Willie Smiths Organic Cider has teamed up with Lark Distillery to release a limited edition Australian-first cider, aged in whisky barrels.

The secret project is a riff on the barrel-aging trend that has recently exploded in the craft beer sector, with the cider being the first of its kind in Australia, according to Willie Smith’s co-founder Sam Reid.

“The cider has been aged in Lark Distillery whisky barrels for seven months and was bottled three weeks ago,” he says. “We’re trying to expand people’s horizons with cider and learn from the growth of craft beer who have offered loads of different styles and ways to enjoy it, which keeps the whole category interesting.”

Only 888 bottles of the cider have been produced, with each bottle sporting a wooden label with laser cut branding. Just 150 bottles will go to select customers in Sydney, Melbourne and Brisbane, with the remaining stock to be sold from the Willie Smith’s new cellar door in the Huon Valley, Tasmania. Additionally, the Local Taphouse in St Kilda – home of Willie Smiths first mainland tap point – will be given the only keg of the cider to be produced, available for celebratory tastings during Melbourne cup week.

According to Bill Lark, of Lark Distillery, collaboration between Tasmanian businesses is important to continue pushing the boundaries.

“This is another example of how Tasmania maintains a reputation for being at the forefront of premium products,” he says.

Cider Makers Tasting Notes: Willie Smith’s Lark Distillery barrel-aged cider, 9.9% alc, 750ml, RRP $60.

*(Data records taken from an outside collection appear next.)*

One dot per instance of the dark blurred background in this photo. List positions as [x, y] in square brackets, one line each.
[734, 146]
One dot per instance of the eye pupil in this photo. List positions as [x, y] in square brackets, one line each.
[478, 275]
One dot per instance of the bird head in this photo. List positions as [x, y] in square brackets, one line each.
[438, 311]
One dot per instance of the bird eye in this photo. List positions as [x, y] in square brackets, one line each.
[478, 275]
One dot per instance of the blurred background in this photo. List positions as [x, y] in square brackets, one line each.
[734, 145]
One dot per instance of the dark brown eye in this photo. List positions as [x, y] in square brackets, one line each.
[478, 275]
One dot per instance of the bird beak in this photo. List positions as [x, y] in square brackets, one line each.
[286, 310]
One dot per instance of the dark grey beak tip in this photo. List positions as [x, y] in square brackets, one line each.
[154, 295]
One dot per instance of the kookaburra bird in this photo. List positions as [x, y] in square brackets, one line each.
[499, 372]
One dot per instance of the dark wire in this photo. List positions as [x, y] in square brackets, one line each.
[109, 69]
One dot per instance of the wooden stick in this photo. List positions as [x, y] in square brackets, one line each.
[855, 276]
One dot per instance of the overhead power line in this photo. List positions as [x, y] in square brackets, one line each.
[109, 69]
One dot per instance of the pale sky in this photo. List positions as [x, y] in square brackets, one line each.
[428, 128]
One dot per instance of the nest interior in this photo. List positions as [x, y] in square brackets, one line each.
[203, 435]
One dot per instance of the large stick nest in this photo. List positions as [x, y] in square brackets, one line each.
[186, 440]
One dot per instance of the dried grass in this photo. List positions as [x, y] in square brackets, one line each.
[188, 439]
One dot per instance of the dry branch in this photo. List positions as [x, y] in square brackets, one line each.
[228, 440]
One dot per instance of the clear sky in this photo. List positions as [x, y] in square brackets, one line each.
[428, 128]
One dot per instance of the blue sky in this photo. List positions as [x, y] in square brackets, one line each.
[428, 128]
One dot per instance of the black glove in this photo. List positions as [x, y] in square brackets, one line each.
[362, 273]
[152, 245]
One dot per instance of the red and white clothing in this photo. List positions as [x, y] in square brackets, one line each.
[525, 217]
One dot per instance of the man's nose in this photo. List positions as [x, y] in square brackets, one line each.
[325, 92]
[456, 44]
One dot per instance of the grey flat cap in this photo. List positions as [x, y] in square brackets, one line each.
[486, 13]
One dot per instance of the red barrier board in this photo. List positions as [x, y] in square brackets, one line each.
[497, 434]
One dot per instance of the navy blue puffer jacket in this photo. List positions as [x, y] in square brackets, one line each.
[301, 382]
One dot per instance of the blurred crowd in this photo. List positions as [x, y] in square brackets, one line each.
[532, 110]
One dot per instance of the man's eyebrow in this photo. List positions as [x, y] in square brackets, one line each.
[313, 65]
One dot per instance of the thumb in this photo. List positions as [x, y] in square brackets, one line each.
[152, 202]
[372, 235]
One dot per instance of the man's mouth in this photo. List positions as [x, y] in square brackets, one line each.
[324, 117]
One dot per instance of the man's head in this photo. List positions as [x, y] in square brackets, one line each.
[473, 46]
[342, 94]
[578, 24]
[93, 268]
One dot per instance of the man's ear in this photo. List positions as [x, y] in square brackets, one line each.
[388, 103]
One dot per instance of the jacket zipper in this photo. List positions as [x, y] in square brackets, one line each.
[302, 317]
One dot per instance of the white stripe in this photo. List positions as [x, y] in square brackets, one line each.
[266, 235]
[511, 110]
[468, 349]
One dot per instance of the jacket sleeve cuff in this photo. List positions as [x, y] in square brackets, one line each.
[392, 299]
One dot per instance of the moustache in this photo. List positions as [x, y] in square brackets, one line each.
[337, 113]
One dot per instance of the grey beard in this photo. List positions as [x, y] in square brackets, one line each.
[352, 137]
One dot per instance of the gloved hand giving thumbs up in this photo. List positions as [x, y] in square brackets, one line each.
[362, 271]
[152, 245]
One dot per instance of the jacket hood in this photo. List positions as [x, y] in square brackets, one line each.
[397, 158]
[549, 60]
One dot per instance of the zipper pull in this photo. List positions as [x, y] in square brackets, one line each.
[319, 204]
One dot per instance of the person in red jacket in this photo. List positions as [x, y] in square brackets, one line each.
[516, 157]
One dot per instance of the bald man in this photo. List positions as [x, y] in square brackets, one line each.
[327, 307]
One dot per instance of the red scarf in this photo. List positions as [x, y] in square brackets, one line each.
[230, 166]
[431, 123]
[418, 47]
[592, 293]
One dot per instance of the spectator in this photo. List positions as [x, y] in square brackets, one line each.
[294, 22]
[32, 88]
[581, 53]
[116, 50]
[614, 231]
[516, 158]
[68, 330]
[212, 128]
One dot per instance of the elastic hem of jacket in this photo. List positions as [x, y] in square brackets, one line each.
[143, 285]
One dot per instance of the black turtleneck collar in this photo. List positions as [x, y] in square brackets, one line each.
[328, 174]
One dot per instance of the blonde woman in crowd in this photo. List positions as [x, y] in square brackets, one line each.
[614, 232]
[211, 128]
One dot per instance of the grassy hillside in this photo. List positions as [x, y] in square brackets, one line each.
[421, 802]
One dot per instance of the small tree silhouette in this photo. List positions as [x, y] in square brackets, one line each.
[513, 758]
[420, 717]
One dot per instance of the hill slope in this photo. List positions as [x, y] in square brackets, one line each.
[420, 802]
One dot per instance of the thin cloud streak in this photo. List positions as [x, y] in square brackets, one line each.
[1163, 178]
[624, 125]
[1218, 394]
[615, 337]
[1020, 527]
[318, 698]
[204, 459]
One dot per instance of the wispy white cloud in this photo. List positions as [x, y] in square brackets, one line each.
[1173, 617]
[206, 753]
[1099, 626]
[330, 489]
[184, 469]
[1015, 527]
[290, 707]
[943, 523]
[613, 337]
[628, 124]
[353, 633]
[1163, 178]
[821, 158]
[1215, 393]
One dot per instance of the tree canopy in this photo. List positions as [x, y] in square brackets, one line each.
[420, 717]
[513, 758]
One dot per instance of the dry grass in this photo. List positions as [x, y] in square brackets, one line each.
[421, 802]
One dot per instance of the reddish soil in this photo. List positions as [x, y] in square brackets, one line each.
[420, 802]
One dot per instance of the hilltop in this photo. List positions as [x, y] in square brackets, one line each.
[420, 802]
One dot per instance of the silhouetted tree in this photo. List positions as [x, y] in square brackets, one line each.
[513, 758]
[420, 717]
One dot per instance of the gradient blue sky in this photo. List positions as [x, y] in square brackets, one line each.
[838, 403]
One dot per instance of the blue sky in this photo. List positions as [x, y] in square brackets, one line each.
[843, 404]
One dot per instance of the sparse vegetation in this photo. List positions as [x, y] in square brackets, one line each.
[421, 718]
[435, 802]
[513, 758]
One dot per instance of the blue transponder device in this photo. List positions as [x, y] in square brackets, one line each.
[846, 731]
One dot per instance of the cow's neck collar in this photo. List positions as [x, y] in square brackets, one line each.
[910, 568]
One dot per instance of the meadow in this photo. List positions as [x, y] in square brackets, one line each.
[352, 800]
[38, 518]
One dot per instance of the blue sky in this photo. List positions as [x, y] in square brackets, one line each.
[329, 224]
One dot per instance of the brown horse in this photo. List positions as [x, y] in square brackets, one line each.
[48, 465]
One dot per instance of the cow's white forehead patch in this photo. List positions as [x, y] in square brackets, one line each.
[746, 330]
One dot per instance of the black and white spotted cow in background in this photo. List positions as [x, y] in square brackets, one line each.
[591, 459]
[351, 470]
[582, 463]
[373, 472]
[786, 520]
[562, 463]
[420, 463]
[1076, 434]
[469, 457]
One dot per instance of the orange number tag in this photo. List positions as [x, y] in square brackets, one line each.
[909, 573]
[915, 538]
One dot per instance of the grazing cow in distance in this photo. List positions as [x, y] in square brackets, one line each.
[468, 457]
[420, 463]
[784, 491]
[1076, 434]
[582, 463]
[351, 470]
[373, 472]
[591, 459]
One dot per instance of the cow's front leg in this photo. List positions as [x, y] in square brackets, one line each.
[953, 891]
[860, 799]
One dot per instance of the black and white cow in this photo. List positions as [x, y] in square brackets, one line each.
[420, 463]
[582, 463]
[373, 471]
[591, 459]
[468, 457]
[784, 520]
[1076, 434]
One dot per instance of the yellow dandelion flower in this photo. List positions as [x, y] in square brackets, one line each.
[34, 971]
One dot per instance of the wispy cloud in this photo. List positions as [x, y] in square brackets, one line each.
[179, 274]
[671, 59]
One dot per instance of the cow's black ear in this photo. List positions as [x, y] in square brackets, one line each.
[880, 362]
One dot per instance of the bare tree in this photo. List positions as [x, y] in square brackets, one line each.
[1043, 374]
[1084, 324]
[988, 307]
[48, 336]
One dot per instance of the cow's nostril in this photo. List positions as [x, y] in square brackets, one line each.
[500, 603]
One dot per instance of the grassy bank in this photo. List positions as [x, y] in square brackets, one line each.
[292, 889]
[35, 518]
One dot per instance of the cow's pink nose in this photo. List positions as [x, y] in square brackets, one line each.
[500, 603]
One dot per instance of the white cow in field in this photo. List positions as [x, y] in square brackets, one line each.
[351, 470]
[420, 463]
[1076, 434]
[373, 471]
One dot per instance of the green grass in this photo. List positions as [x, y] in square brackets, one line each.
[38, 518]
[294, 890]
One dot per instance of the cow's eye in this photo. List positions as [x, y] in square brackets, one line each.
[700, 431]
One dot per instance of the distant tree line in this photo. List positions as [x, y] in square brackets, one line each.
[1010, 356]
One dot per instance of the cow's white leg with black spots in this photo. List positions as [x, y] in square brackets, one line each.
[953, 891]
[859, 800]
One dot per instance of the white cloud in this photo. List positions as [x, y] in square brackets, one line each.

“Strong speyside whisky aroma’s upfront, it has soft, delicate apple on the front palette with a hint of sweetness coming from the beautiful blend between the apple and whisky. Through the mid palate the oak starts to make an appearance and continues to build towards the back palate with a dry oaky tannin structure to finish off. Despite its relatively high alcohol it remains balanced throughout and is never overpowering the drink.”